Du grec antiphônos « qui répond à ». A l’origine, le chant antiphoné est exécuté alternativement par deux chœurs, qui se répondent l’un à l’autre et fusionnent parfois ; c’était la pratique des chœurs dans les tragédies grecques. Dans la liturgie israélite et dans la liturgie chrétienne, les Psaumes constituent la matière de l’alternance chorale. Peu à peu, l’échange des deux chœurs — encore marqué dans les Traits du Carême — fait place à la reprise d’une sorte de refrain par tous, après les versets ou les strophes psalmiques chantées par un soliste.
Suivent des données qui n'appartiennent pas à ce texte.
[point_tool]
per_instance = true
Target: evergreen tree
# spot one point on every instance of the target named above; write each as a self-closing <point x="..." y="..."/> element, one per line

L’antiphona n’est plus ce qui est exécuté alternativement, mais ce qui est exécuté avant, pendant ou/et après le Psaume. Ce Psaume se réduit à un simple récitatif, tandis que l’antienne s’orne d’une riche mélodie. Dans l’usage actuel, les antiennes de la messe (Introït, Alleluia, Offertoire, Communion) ne gardent de la psalmodie qu’un organe-témoin ; le plus souvent, le refrain se suffit à lui-même ; noter toutefois que le Psaume prévu entre les lectures se dit avec un refrain. A l’office, les antiennes sont habituellement chantées avant et après le Psaume qu’elles encadrent. La psalmodie du Psaume invitatoire, au premier office du jour, est marquée par une reprise plus fréquente du refrain psalmique ; cette manière responsoriale de psalmodier s’étend, en plusieurs endroits, à d’autres Psaumes (voir Répons). L’abréviation usuelle des livres liturgiques pour désigner l’antienne est Ant.